Thanks to the senior citizens' screening at our local fleapit (£3.60 gets you a movie, a coffee and a rummage in the biscuits, plus they do a raffle as well), I caught
Black Swan t'other day. And it's pretty good, though not quite the movie I was expecting.
Yes, it does all the tortured artist situational cliches you might expect: overbearing mother, fanatical and driving mentor/tutor, jealous colleagues, the artist as fragile being trapped between perfection and madness, though it also chucks in a fair bit of observational detail and, thankfully, some bravura camerawork and another of Clint Mansell's mesmerising scores.
The plot's wafer-thin. Natalie Portman is getting a bit long in the tooth as a company ballet dancer and is desperate for her big break which she gets by surprising choreographer Vincent Cassell. She's cast in the lead of Swan Lake, playing both White and Black swan roles. But Vince (in full Gallic shark mode) wants her to reveal her dark side so that she can embrace the blackness of her inner pond-paddler, so torments her. The movie's unclear as to how much of what Vince does is deliberate art-fuelled provocation , or whether he just wants to bang her. However, the combined pressures (crazy mommy, bitchy dancers, Mila Kunis's alter-ego new arrival with the ballet company) start to send Natalie over the edge.
Cue hallucinations, skin rashes, stabbings, drug escapades, blood, lesbionics, masturbation and many, many scenes of Portman blubbing.
It's not a
Rocky-style triumph over adversity movie (though there are elements of that in it). There's madness and some genuinely squirmy bits of body horror thrown in; this is the dance movie that David Cronenberg might once have made. If there's a comparator out there in cinema it's probably in the Brian De Palma / Dario Argento mould of dizzying camerawork, games with reflections, simultaneous fascination with the female form and an underlying misogyny, some clunky ideas on human sexuality, a bit of GCSE psychology and some neatly underplayed visual effects work.
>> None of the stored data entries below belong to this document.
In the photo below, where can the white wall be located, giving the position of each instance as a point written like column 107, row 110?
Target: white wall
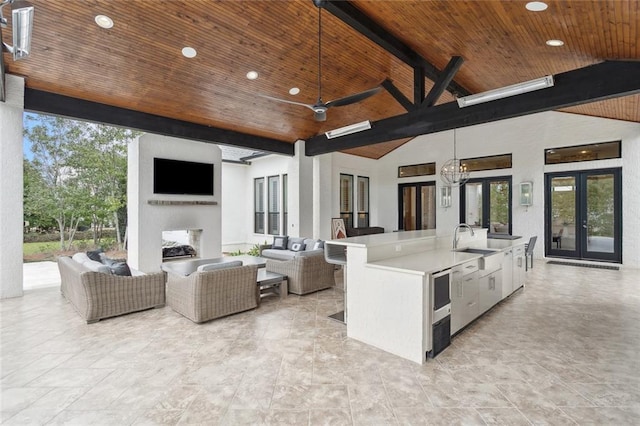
column 11, row 188
column 146, row 222
column 526, row 138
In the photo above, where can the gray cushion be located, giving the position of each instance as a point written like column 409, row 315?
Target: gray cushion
column 318, row 252
column 97, row 267
column 80, row 257
column 220, row 265
column 278, row 254
column 294, row 240
column 279, row 243
column 308, row 243
column 116, row 266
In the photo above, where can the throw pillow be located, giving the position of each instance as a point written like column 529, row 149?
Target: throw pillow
column 297, row 247
column 279, row 243
column 95, row 255
column 117, row 267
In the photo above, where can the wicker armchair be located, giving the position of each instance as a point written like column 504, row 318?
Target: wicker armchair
column 203, row 296
column 96, row 295
column 306, row 274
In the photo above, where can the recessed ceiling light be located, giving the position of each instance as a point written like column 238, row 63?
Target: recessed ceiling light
column 555, row 43
column 536, row 6
column 104, row 21
column 189, row 52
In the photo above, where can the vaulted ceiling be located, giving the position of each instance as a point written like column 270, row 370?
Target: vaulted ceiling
column 137, row 64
The ending's telegraphed a mile off (there's no surprises how this one's going to go) but that's not the point. This is a movie interested in the journey rather than the destination. Some might find it all a bit distasteful (there's certainly an odd set of attitudes present), but it's not a safe movie, and more unsettling and creepy than 99% of the straight genre horror movies out there. Recommended.